By Nasser Arrabyee/14/10/2009
The Yemeni President Ali Abdullah Saleh said Wednesday that victory over Al Houthi armed rebellion will be announced very soon.
"The army is achieving great, great progress in all frontlines, and over the coming few days the victory will be declared," said Saleh in his speech on the occasion of the 46th anniversary of 14 October revolution.
He said Al Houthi rebels forced women and children to leave their houses and prevented the people of Sa'ada from development services.
"They attack the government interests and kill citizens and soldiers, and then they say they defend themselves," he said in a small ceremony held in the college of war in Sana'a.
"From whom they defend themselves," he wondered.
Saleh did not speak about the unrest in the south where demonstrations were taking place while he was speaking in Sana'a. Thousands of demonstrators in Lahj and Al Dhale'e demanded Wednesday separation of the south, which united with the north in 1190.
Observers said the end of the ongoing war may be very close that will not be necessarily the end of the problem.
"If the government imposed it's sovereignty on the whole of Sa'ada province, sporadic clashes will continue there or some other areas," said Najeeb Ghalab, political analyst and politics professor at Sana'a university.
"The ideological extremism of the racial Al Houthi and his connections with the Iranian revolution will not help to reach a political solution," Ghalab said.
He agreed with the idea that the military victory over rebels has become imminent.

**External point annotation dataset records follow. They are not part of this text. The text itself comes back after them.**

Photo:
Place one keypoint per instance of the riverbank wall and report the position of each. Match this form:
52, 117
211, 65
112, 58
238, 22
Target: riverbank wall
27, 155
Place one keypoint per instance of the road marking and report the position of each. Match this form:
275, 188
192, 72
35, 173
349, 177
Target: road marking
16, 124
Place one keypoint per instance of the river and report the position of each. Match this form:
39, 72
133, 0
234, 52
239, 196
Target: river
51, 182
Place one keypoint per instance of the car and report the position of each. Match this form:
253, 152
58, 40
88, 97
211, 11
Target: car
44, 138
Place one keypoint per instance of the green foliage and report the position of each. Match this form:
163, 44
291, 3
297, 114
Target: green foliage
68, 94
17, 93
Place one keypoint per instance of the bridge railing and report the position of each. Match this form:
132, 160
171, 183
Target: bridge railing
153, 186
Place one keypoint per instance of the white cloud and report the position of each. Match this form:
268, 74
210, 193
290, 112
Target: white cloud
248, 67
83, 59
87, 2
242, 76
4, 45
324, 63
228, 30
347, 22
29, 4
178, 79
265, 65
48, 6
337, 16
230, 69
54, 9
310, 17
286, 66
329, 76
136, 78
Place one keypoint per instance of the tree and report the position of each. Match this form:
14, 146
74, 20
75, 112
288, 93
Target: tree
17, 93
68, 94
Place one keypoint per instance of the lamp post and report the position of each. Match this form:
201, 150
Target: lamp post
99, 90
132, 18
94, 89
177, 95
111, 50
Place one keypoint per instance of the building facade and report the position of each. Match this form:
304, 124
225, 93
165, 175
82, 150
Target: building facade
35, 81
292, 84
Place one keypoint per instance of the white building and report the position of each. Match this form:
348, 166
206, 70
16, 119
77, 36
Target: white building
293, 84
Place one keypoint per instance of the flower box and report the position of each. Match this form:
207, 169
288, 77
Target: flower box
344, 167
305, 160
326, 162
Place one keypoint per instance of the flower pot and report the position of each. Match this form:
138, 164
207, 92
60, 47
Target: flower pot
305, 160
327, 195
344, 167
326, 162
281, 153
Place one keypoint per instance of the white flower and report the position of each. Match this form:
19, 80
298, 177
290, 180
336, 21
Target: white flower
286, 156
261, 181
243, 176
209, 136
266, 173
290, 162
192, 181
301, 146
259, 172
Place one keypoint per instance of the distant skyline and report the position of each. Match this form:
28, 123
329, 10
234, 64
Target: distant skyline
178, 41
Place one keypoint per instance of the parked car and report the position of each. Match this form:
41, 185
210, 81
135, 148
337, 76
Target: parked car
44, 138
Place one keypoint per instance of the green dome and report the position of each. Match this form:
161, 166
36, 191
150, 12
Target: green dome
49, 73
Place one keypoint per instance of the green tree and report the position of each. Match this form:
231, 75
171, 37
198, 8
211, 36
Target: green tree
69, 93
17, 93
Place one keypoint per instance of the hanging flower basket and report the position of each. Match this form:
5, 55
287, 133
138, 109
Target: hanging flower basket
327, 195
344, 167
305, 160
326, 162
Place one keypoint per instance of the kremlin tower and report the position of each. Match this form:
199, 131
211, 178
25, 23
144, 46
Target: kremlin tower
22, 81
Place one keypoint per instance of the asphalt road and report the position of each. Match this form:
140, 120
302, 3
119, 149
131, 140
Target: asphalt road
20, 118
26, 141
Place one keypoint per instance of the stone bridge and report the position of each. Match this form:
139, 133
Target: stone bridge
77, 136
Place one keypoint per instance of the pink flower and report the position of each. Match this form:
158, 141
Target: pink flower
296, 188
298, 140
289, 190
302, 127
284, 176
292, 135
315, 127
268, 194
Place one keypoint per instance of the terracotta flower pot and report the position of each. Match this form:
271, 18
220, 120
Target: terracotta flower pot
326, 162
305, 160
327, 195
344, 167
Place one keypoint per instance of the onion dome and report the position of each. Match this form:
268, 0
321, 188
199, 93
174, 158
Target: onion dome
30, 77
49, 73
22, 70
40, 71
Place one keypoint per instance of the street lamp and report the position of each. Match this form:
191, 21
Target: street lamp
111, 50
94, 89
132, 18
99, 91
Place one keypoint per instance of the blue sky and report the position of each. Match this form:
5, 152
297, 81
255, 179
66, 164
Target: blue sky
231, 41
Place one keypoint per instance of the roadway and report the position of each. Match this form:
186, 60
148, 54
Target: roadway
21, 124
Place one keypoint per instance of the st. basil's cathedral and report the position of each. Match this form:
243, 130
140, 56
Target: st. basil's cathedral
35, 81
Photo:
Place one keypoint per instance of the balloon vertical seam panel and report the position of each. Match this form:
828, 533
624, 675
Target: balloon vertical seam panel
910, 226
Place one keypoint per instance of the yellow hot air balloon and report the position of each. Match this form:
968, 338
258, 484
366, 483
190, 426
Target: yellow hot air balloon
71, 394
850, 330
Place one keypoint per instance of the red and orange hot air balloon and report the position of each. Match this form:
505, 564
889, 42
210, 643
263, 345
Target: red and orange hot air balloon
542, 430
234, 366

"Because Al Houthi rebels were only committing suicide attacks on the troops over the last few days."
President Saleh speaking about the imminent victory over the rebels coincided with distributing the pictures of the most wanted list of 55 rebel leaders and hanging their pictures in public places in the province of Sa'ada.
Some were already arrested of the 55-wanted list, which includes the top leaders Abdul Malik Al Houthi, his brother Yahya who is in Germany, and their father Badr Al Deen Al Houthi.
The arrests continued Wednesday in the city of Sa'ada where Al Houthi sleep cells tried repeatedly to help semi-suicide attackers control the city of Sa'ada without success.
Three rebels were killed today Wednesday in the old city of Sa'ada where the security forces arrested four rebels according to the deputy minister of interior Mohammed Al Kawsi , who has been supervising special security operations in the city from the beginning of the war last August 10th .
Al Kawsi also said that 12 other rebels were arrested Wednesday in Alab area in the far north of the city.
More than 200 rebels were arrested in the city so far, and about 40 of them were already referred to prosecution for charges of forming armed gangs for carrying out sabotage acts.